聯想到之前調研的甸頭鎮、蔣王鎮、梅王鎮各有亮點,華明清心裡有了主意:安海經濟振興不能盲目推進,得先搞試點。朱顧鎮的數控機床產業基礎最好,就以這裡為突破口,成立數控機床集團公司,把業務從線切割擴充套件到車床、銑床、磨床,再到加工中心。有建康工學院的技術支援,這事穩成!
“馮恩澤,給保有功打個電話,讓他立刻來市委彙報工作。
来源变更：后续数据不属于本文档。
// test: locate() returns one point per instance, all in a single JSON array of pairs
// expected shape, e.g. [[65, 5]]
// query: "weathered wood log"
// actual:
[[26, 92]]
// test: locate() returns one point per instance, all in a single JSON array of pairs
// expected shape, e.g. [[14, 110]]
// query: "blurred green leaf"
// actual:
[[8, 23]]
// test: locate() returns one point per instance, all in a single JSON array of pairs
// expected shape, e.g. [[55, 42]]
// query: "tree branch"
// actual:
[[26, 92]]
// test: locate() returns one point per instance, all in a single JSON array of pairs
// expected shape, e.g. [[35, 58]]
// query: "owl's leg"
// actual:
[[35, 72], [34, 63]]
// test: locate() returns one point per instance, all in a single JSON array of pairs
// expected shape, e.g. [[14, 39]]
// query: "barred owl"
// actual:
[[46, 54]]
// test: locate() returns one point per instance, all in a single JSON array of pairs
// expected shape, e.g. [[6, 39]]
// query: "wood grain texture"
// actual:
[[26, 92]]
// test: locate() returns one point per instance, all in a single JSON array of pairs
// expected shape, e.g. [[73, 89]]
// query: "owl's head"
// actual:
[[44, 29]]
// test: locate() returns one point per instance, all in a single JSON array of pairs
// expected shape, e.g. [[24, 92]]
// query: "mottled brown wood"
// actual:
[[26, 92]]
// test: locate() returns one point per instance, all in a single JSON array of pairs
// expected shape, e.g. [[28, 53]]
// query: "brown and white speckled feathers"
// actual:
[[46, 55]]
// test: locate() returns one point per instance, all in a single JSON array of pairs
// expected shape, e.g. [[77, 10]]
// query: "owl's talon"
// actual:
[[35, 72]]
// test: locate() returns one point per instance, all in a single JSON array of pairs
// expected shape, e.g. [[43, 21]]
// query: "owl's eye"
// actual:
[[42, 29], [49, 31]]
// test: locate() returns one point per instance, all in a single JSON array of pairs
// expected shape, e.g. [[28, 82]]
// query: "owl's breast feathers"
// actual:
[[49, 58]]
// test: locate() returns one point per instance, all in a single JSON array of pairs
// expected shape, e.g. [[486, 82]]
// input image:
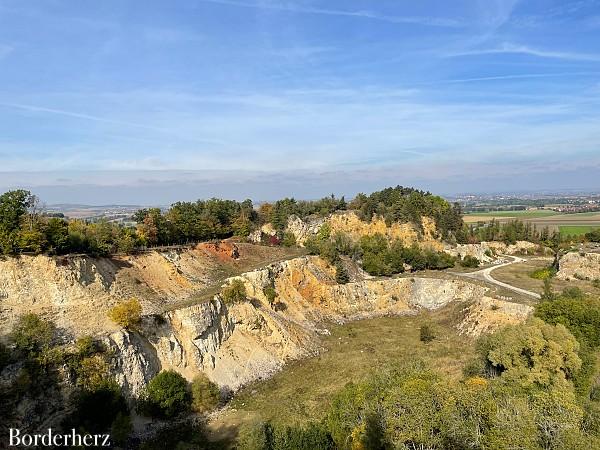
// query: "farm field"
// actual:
[[515, 214], [576, 230], [576, 223]]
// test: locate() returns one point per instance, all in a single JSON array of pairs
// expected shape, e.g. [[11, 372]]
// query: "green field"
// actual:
[[532, 214], [576, 230]]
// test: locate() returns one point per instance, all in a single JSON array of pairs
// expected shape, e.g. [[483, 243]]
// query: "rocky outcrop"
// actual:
[[488, 251], [575, 265], [240, 343], [133, 363], [487, 315], [303, 229]]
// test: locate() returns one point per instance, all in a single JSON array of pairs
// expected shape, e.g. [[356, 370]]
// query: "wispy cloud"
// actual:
[[360, 14], [514, 77], [77, 115], [509, 48], [5, 50]]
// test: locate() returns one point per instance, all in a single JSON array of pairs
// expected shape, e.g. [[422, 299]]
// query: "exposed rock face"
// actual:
[[303, 229], [349, 223], [487, 251], [576, 265], [486, 315], [232, 344], [77, 291], [134, 363]]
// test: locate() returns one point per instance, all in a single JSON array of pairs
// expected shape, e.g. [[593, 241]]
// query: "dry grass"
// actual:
[[303, 390]]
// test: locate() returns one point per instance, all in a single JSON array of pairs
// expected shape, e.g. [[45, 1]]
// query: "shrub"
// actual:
[[234, 293], [374, 264], [5, 356], [532, 354], [426, 333], [97, 409], [341, 273], [289, 239], [166, 396], [121, 428], [469, 261], [270, 293], [32, 334], [127, 314], [257, 436], [573, 292], [205, 394]]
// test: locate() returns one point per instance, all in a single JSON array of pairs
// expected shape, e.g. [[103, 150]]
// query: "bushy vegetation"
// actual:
[[376, 254], [24, 227], [580, 314], [469, 262], [126, 314], [166, 396], [235, 292], [405, 204], [43, 367], [530, 386], [410, 406], [593, 236], [266, 436], [426, 333]]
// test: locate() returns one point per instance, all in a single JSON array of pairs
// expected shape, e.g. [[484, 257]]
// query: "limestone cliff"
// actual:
[[232, 344], [487, 251]]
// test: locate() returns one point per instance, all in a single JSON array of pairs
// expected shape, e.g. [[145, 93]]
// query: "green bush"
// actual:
[[166, 396], [426, 333], [265, 436], [469, 261], [97, 409], [289, 239], [205, 394], [543, 273]]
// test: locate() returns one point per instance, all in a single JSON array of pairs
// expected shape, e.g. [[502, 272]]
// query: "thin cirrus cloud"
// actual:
[[361, 14], [5, 50], [508, 48], [93, 118]]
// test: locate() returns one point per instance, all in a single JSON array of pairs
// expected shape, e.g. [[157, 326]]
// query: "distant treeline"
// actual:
[[509, 232], [24, 228]]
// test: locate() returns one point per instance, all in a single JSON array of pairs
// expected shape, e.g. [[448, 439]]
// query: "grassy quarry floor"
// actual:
[[302, 391], [519, 275]]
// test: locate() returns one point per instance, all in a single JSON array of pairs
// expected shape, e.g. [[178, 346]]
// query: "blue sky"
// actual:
[[152, 101]]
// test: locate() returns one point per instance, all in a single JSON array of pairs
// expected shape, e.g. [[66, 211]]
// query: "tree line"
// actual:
[[25, 228]]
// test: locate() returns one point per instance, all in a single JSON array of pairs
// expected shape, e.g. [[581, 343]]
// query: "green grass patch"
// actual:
[[576, 230], [303, 390], [543, 273]]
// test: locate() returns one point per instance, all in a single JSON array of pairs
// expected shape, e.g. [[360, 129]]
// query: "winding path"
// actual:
[[485, 275]]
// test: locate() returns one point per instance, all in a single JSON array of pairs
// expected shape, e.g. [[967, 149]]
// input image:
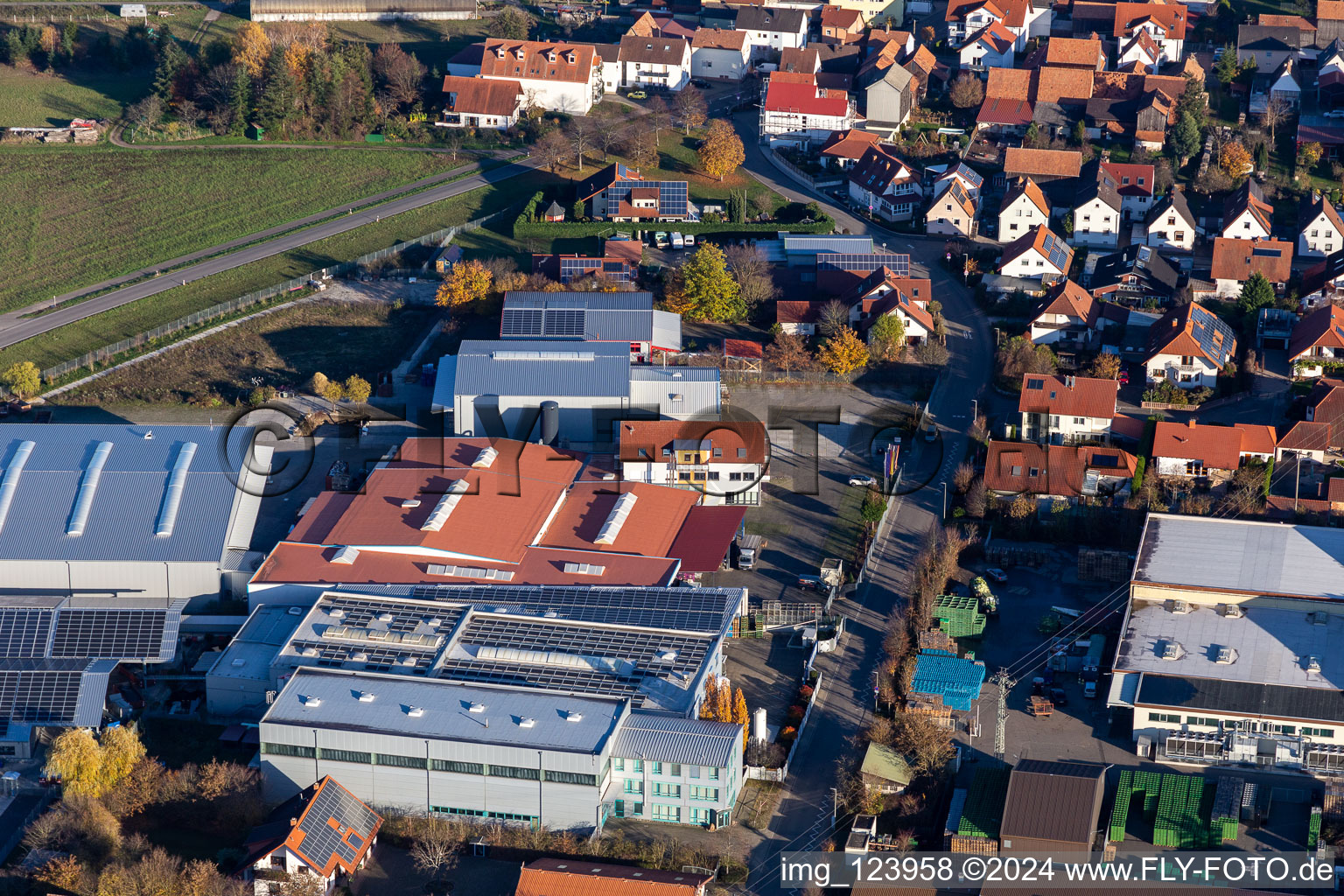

” 華明清雷厲風行。
馮恩澤連忙應道:“華書記,保書記已經打了兩次電話問您回沒回來,我這就給他打!”
第二天上午九點,保有功準時出現在華明清辦公室。
“說說進展。” 華明清開門見山。
“華書記,您走後我就帶著十個老闆去了瓊花機械廠,報了您的名字才讓進去參觀。” 保有功語氣興奮,“大家看完都被震撼到了,人家鑄造車間的工人都穿白大褂,環境比咱們這兒乾淨十倍!回來的路上就商量著成立股份公司,建集中鑄造中心,徹底跟汙染說再見。現在股份分配差不多了,就差選址了。”
“動作很快,值得肯定。” 華明清點點頭,“這些廠的底子怎麼樣?都是原來的安海機床廠分出來的?”
“沒錯!” 保有功如實回話,“都是老機床廠拆分出來的,還保留著國企的底子。”
“那整合起來有難度嗎?” 華明清追問。
保有功面露難色:“整合本身沒問題,關鍵是誰來牽頭當新公司的負責人,十個老闆各有各的想法,誰也不服誰。”
“這個好辦,先不跟他們透露整合的事。” 華明清沉思片刻,“你回去先抓緊推進鑄造中心,同時跟他們透個口風:想不想擴充套件業務?把普通車床、磨床都改成數控的,看看他們有沒有這個底氣。等鑄造中心動工了,再談合併的事。”
“明白!” 保有功眼睛一亮。
華明清語氣加重:“這是朱顧鎮的支柱產業,你得想辦法調動所有人的積極性,圍繞它培育配套企業。但前提是把汙染源徹底根治,你們運氣好,老百姓還沒往上告發,現在動手正當時。三月底了,鑄造中心年底前必須投產,也就是說,這些小鑄造作坊最多隻能開到年底。你提前給他們吹吹風,讓他們有心理準備,別到時候手忙腳亂,影響社會穩定。”
“請華書記放心,我這就回去落實!” 保有功鄭重承諾。
保有功剛走,王洪芳就推門進來,說話乾脆利落:“華書記,您上次安排的扶貧辦、民政局扶貧款項核查,有結果了,但情況比預想的嚴重得多!”
華明清神色一凜:“詳細說說。”
“涉案範圍太廣了,從市扶貧辦、民政局,到各個鄉鎮,這條線上的人幾乎都牽涉其中,而且數額巨大。” 王洪芳語氣沉重,“財政每年給民政局撥款兩千五百萬,扶貧辦三千萬,他們採取集體造假的方式套取資金,審計時只查單據不核當事人,所以一直沒被發現。我們核查了近三年的所有發放物件,發現百分之八十的單據都是假的,涉案金額已經過億,涉案人員超過一百人!”
“涉及到哪些級別幹部?” 華明清追問。
“有八個正科級幹部,包括幾個鄉的書記、扶貧辦主任、民政局局長。” 王洪芳補充道,“按規定,這些人得常委會同意才能採取措施。另外,行動需要警察局配合,一下子雙規這麼多人,會不會影響太大?”